Translators are exposed through the Bridge as a property:

const bridge = new meshBridgeModel('my-service');
const xml = bridge.translators.run('cxml.punchout.orderMessage', engagement);

This follows our Bridge as abstraction layer pattern — everything goes through the Bridge, nothing talks directly to underlying services.

MongoDB Config Storage

We added a MongoDB module for storing and retrieving translator configs:

await bridge.integrations.mongoDb.module_translator
.translator_getConfigByName('client_custom_mappings');

This wasn't in the original spec, but it emerged naturally from the config-driven design. Store client-specific mappings in the database, merge them at runtime.

Evolution over specification — we let implementation details guide us toward better patterns.

Admin Testing Interface

We also built admin API endpoints for testing:

  • List registered translators
  • Get config structure
  • Run translator with real engagement data

This provides a testing interface without writing code — essential for validating client-specific mappings.

Performance Characteristics

The benchmarks are promising:

  • Translation: 1-2ms per operation
  • Registry lookup: O(1) via Map
  • No runtime file I/O
  • Stateless transformers

Fast by design — simple lookups, minimal overhead, no I/O bottlenecks.

What We Learned

1. Match Existing Patterns

The static service pattern works because it matches what we already do elsewhere. Consistency matters more than theoretical purity.

2. Config as First-Class

Making field mappings configurable from day one means clients can adapt without custom code. This scales.

3. Hard Imports Win

Compile-time imports are cleaner, safer, and more portable than runtime file reading. Choose explicitness.

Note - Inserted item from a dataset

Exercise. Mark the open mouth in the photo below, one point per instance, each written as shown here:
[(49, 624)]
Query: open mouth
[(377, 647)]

4. Ship Simple, Evolve Based on Need

We could have built a full template engine with loops and conditionals. Instead, we shipped placeholders and custom functions. That's enough for now.

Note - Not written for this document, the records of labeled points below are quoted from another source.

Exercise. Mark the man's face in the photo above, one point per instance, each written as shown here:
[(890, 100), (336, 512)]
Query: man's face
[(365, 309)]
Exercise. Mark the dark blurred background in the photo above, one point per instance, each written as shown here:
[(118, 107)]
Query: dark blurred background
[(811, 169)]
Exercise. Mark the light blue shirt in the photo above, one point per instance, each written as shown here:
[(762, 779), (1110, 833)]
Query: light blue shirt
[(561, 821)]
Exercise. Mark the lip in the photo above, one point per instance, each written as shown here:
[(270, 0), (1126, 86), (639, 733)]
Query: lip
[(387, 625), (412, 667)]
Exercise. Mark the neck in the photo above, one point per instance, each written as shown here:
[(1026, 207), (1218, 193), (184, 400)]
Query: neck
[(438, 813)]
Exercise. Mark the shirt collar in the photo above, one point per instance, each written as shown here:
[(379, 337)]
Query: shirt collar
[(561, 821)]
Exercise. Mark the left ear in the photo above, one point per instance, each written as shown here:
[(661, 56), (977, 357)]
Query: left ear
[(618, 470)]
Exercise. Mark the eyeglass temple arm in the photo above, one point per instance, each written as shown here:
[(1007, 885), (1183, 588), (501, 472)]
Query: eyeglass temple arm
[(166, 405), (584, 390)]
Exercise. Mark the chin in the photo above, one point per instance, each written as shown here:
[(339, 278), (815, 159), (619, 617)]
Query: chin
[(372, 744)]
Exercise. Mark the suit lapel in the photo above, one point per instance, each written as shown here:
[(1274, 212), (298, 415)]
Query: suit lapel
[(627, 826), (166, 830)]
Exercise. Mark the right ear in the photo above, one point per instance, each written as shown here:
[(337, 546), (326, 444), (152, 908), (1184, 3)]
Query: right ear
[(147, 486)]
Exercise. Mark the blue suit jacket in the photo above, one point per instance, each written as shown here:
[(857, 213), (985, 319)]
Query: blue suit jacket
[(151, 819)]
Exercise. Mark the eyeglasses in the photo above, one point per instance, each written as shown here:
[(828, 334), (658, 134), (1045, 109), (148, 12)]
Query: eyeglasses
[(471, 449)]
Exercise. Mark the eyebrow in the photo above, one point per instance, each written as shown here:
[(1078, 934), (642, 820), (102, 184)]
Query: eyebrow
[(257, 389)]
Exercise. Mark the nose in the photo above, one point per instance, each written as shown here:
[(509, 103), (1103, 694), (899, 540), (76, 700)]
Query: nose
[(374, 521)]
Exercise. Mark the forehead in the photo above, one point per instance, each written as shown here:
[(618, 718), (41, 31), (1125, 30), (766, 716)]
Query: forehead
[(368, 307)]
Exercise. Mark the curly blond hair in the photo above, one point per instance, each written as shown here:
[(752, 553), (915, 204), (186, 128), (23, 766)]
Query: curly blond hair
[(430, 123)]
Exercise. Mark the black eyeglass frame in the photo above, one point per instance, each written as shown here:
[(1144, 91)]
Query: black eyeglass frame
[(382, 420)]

5. Let Implementation Guide Design

The MongoDB config storage emerged during implementation. The admin API emerged from testing needs. Let reality inform your design.

What's Next

The translator framework is production-ready and handling cXML punchout orders. Next up:

  • Additional cXML message types (invoices, order confirmations)
  • UBL format support for government procurement
  • Template engine enhancements (loops, conditionals)
  • Translator versioning system

But we'll add these when clients need them, not because we think they might be useful.

The Principle

Build systems that adapt to client needs through configuration, not customization.

The Translator Framework embodies this — same code, different configs, diverse outputs. That's how you scale without fracturing your codebase.


Translator Framework: One model, infinite formats.